Patient 3 was a 36-year-old right-handed woman with a right frontal-parietal AVM that came to clinical attention after a generalized seizure. Angiography revealed a diffuse nidus fed by two dominant vessels of the MCA, a middle ascending frontal branch and a posterior branch, as well as two branches of the anterior cerebral artery. Superselective intraarterial injection of amobarbital into the middle ascending frontal branch of the MCA resulted in mild weakness of her left thumb only (MRC = 4 for thumb flexion and abduction). Subsequent superselective injection of lidocaine alone into this same branch produced more extensive weakness of the left hand and wrist (MRC = −4 for finger flexion, extension, and abduction; MRC = 4 for wrist extension), as well as a clear left facial droop. Other neurologic assessments, including the test of line judgment, revealed no other deficits. No feeding artery could be found that did not produce significant paresis with anesthetic testing. Therefore, no therapeutic embolizations were performed on this patient.

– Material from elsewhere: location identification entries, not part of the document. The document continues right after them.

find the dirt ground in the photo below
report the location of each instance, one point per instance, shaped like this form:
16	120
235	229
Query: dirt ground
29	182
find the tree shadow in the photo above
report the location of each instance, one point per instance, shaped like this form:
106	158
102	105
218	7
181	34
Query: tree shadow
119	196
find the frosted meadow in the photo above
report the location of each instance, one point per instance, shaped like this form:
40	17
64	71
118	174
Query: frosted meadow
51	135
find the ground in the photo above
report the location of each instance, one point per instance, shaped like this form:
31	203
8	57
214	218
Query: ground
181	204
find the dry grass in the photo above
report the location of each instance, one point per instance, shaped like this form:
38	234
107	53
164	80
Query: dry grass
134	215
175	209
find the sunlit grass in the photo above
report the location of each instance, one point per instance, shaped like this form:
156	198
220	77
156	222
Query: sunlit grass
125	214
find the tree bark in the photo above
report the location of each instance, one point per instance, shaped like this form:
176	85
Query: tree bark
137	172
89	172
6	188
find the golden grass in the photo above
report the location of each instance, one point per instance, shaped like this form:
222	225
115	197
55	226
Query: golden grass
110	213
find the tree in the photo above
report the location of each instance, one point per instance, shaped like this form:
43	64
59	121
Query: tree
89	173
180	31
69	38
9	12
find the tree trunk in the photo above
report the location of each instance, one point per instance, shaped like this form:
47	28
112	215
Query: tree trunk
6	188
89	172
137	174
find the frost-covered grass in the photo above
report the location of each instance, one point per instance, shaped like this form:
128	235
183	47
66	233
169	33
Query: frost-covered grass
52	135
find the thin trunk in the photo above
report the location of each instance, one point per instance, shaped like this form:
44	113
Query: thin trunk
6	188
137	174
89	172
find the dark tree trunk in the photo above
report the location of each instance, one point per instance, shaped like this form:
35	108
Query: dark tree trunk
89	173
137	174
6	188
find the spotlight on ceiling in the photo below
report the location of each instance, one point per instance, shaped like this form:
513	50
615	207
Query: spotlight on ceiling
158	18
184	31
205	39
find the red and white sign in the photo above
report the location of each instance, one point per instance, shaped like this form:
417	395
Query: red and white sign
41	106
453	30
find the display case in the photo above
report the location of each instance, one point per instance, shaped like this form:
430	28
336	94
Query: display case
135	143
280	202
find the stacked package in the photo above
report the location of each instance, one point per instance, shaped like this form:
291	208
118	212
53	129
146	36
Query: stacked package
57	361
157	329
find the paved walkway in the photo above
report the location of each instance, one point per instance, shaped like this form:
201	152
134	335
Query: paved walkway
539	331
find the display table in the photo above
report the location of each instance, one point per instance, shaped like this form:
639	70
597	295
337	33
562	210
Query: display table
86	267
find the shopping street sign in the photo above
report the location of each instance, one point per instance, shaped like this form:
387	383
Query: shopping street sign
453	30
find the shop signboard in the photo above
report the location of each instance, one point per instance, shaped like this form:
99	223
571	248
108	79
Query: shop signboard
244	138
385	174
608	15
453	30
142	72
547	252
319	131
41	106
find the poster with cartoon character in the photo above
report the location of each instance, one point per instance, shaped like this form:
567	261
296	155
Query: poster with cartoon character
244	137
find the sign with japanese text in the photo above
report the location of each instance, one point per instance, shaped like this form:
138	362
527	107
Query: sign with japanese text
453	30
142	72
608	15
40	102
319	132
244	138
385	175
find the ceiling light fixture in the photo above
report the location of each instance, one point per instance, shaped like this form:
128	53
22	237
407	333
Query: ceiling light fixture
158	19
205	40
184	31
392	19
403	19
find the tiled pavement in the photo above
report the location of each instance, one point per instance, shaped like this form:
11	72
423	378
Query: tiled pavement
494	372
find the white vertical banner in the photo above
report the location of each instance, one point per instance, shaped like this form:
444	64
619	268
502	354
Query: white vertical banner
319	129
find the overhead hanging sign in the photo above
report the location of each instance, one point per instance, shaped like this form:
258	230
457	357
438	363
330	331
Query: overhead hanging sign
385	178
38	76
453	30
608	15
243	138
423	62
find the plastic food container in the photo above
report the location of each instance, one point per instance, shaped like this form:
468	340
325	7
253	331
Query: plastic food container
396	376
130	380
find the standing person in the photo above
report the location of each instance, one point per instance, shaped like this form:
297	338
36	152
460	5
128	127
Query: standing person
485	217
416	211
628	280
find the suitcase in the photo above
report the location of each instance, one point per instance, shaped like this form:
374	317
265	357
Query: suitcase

Patient 4 was a 19-year-old right-handed woman with a large left frontal-parietal AVM that came to clinical attention 4 years earlier, because of progressive neurologic deficits, including memory loss, dyscalculia, and right hypesthesia. Preembolization Wada testing of a large premotor MCA feeder with amobarbital and lidocaine together produced significant weakness of her right arm, with 3/5 power in her hand and 4/5 power at the elbow and shoulder, and significant astereognosis in her right hand. Otherwise, she had no sign of aphasia, and her baseline dyscalculia was unchanged. Twenty minutes post injection, her monoparesis had completely resolved and her examination was again baseline. Subsequently, the catheter was advanced more distally into this same premotor MCA feeder. At this location, we injected amobarbital alone, and detected no face, arm, or leg weakness. We then injected lidocaine alone into this vessel and detected a moderate “pseudoulnar” paresis in her right hand, with 4−/5 weakness of the intrinsic hand muscles of the ring and little finger as well as 4/5 weakness in the flexors and extensors of these two fingers. Her deltoid was also weak at 4+/5 and produced a mild drift, but the remainder of her motor examination was normal. Her sensory and language examination were also normal.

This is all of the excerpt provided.